Williams overtook Republican Councilman Joe Borelli of Staten Island and Libertarian Devin Balkind with relative ease — both at the ballot box and in the final vote of 77.84% in favor of the incumbent.
While Williams, the presumptive winner in a left-leaning city, gathered up to $173,000 in donations, Borelli’s challenge would seem lackluster with only about $16,000 in donations to his campaign.
At Bar Chord in Flatbush, Williams and his supporters celebrated their victory.
“I want to make sure that by the time my tenure is done, no one ever again questions what the public advocate is and if we need that office,” Williams said. “When I was here just eight months ago, I said that if I had started treating my own mental health years ago, I’d be married by now. But since that time I got engaged… But I’m still working because since then it’s been clear around city that we need to re-evaluate the our own mental health.”
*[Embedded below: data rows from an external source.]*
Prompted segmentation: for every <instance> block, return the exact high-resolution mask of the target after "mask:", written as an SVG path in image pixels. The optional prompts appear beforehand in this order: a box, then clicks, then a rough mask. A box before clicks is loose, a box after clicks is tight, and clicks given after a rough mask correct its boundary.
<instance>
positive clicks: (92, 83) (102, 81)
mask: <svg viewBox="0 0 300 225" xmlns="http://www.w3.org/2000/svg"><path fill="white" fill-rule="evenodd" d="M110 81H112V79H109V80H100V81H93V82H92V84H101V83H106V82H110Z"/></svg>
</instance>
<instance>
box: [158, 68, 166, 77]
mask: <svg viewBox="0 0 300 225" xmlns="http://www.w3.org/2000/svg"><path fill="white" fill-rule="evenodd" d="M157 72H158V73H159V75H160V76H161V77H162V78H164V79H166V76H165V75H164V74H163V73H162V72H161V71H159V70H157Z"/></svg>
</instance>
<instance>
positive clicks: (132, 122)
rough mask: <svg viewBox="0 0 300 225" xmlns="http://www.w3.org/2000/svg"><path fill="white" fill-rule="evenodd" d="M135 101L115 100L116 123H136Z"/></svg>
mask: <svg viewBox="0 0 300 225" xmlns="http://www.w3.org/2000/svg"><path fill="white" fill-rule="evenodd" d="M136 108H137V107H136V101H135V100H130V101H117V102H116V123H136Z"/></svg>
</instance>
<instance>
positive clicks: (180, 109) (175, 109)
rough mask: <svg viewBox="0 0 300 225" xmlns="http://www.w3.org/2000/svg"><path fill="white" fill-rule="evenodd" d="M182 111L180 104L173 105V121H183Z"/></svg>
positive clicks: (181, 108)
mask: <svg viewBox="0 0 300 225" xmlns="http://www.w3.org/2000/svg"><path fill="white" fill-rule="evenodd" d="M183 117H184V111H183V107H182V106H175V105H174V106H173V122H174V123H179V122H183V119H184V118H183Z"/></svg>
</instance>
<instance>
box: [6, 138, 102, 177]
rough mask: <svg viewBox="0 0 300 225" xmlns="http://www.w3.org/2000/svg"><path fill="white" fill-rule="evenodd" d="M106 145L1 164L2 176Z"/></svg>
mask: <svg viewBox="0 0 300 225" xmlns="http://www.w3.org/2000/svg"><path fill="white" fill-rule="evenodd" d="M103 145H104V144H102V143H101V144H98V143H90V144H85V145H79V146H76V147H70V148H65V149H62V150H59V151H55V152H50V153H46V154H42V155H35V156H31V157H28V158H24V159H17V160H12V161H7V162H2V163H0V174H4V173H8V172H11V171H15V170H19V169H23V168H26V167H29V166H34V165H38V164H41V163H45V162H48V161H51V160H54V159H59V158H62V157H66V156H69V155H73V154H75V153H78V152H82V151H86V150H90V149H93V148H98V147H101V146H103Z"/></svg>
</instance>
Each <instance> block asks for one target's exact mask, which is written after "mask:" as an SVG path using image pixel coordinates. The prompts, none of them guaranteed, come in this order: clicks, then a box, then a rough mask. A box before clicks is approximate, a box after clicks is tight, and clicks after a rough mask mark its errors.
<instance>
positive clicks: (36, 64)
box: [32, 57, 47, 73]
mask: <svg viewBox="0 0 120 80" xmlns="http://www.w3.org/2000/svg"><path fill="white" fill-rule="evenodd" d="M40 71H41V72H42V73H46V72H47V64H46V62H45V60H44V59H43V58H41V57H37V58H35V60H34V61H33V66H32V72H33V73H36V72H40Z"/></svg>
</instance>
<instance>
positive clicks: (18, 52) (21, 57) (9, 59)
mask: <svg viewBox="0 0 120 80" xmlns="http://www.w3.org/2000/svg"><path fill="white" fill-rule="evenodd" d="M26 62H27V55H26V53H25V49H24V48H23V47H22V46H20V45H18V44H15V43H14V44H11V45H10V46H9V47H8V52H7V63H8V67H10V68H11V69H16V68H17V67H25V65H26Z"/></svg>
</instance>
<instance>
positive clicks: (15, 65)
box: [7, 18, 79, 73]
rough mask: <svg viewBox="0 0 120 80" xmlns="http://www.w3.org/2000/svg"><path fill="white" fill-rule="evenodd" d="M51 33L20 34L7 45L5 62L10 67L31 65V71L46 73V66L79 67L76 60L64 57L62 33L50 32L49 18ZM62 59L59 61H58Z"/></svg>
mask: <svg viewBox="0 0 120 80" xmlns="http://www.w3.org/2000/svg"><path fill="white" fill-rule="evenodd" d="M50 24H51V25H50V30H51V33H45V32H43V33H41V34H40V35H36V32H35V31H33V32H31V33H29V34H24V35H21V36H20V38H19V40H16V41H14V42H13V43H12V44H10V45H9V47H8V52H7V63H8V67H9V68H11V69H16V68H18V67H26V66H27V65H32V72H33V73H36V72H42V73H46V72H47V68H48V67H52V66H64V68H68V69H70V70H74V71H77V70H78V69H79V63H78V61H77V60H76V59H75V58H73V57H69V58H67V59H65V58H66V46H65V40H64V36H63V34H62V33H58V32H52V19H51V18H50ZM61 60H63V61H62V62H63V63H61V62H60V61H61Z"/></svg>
Williams won the special election for the position on in February over 16 other candidates with only Councilman Eric Ulrich, another Republican, coming in at second place with 19 percent of the vote at that time.
What Ulrich managed to prove was that the GOP could mount credible challenge against the largely Democratic voter supremacy in the city.
Williams ran on a platform that looked to his roots as a tenant organizer calling for universal rent control and called for criminal justice reforms.
As some in government have called the public advocate’s office a “place-holder” for politicians working on a new gig, Williams campaigned on getting more authority behind the title. Subpoena power, voting rights in City Council and ability to introduce legislation are some of the ways he promised to transform the office.
The public advocate’s race had the opportunity for a boost in voter turnout from early voting, though with the rollout of the program coming during an off election season, little more than 60,110 made it to the polls.
For nine days the Board of Elections had 33 polling sites operating across the city prior to Tuesday’s final countdown, but only 1.14 of registered voters in the five boroughs made it out to cast their ballot.
Early voting gave the BOE the opportunity to test a new program; instead of stacks of printed voter rolls, residents could simply check-in on an iPad for their information to come up at poll sites.